Confissão Picante: Sexo Devorador na Limusine dos Champs-Élysées

Era uma tarde linda de primavera. Dia de folga. Flanava pelas Champs-Élysées. Turistas babando na ‘mais bela avenida do mundo’. Parisienses odeiam. Eu amo. Magia no ar. Perto do antigo Virgin, bum! Um ombro forte me acerta. Dor aguda. Viro-me. Um árabe clássico. Disdasha branca, keffiyeh xadrez. Gordo, bigode grosso, óculos escuros dourados, relógio de ouro no pulso. Olhar meu o obriga a falar. ‘Desculpe, madame, não a vi.’ Agora só me vê. Loira, peituda, uns quilos a mais, olhos azuis. Sucesso com machos do Oriente Médio. ‘Cuidado da próxima! Me machucou!’ ‘Para me redimir, champanhe? Café ou minha limusine?’ Aponta o monstro preto, vidros fumê. Chauffeur ao volante, dedo no nariz. ‘Na sua carro.’ Entro. Couro negro, madeira fina. Isolados do mundo. Ele entra. Fecha porta. Silêncio total. Fome de rua some. Pega microfone. Fala árabe. Carro desliza suave. Champs subindo. ‘Tour por Paris.’ Abre champanhe. Enche taças. ‘Onde doeu?’ ‘Aqui, na anca.’ Mostro. ‘E torci o tornozelo com salto.’ Bebo. Mão dele na coxa, sobre vestido curto preto. Passamos Étoile. Avenue Kléber. ‘Seu massagem alivia. Continua. Interior da coxa dói.’ Mão sob vestido. Pele nua. Coxa macia. Levanta saia. Vê calcinha rendada transparente. Minha buceta epilada. Olha sem pudor. Eu me entrego. Bebo. Admiro Torre Eiffel pelo teto de vidro. Bacia avança. Ofereço visão íntima. Ele sobe. Monte de Vênus. Coração acelera. Pele queima. ‘Dói aqui. Veja se tem roxo. Tire calcinha se preciso.’ Cabeça dele no meu sexo. Dedo grosso entre lábios. Procura clitóris. Tremeço. Derrubo champanhe nas pernas. Ele ri. ‘Não desperdice.’ Mergulha rosto. Joelho no chão. Fico no limite do banco. Pernas escancaradas. Boca devora. Aspira lábios. Língua no clitóris. Enfia no cu. Mãos firmes. Sexo colado na cara dele. Renhos loucos. Orgasmos explode. Corpo mole. Pernas abertas. Olhar perdido.

Ele se senta. Rosto vermelho. Mais champanhe. Panthéon ao lado. Não paro. Mão na coxa dele. Olhos nos olhos. Levanta disdasha. Pica dura, grossa. Pego.

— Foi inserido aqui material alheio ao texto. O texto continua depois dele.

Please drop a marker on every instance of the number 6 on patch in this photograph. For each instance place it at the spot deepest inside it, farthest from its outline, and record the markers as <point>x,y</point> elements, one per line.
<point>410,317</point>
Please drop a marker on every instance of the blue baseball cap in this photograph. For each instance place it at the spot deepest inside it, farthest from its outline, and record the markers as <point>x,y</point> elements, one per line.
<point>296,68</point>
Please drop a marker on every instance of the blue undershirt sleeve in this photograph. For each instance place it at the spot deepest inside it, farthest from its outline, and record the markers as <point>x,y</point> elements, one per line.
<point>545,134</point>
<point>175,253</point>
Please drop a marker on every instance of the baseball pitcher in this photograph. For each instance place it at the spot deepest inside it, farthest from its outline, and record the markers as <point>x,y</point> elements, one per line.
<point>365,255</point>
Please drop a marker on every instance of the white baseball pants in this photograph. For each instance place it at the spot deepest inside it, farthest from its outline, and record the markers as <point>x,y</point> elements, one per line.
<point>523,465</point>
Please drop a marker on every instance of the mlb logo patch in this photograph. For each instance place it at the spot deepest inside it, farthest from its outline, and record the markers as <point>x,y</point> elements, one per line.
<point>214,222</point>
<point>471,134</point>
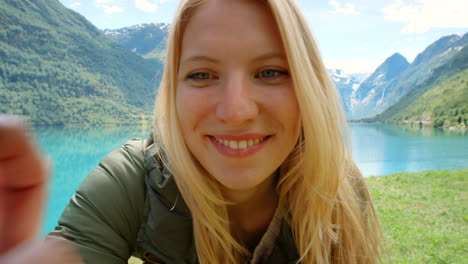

Dura como ferro. Babo. ‘Chupa!’ Obedeço faminta. Quatro patas. Cu pro vidro. Engulo voraz. Bolas na boca. Lamo glande. Engasgo na grossura. Baba escorre. Lambe antes de sujar couro. Beijos no pau. Língua no meato. Ele geme. Pega peitos balançantes. Aperta bruto. Pica mamilos. Dor excita. Sinto gozo dele. Paro. Sento nele. Guio pica na buceta. Fundo. Arranco vestido. Só salto e joias. Chego cavalgando. Ele agarra quadris. Vai e vem. Para. Respira. Enterra na tetas. Lambe. Morde. Mama. Paris rola: Bastille, République, Opéra. Farol vermelho. Cabeças espiam. Imagino verem. Excitação explode. Gozo de novo. Ele segura. Levanta-me. Força bruta. Pica ainda rígida. Mais grossa.

A Febre

Segunda gozada me quebra. Boneca dele. Quatro patas. Cabeça no vidro. Place Vendôme. Ele atrás. Farol. Glans no cu. Empurra. Grito rasga. Dor infernal. Gente cruza rua. Veem? Cu estica. Entra lento. Carro arranca. Rue de Rivoli. Dor pura. Masturbo clitóris frenética. Relaxo. Ele afunda todo. Pelos nas nádegas. Bomba rápido. Gritos de prazer. Concorde. Champs de volta. Goza gutural. Meu terceiro orgasmo. Sai. Desabamos. Suor. Respiração pesada. Último champanhe. Visto vestido. Ele se ajeita. Enfia maço de notas na bolsa. Ignoro. Porta abre. Saio. Deixo calcinha no chão. Sol cega. Frente ao Virgin. Limusine some na multidão. Pele ainda arde. Coração martela. Vivi o proibido.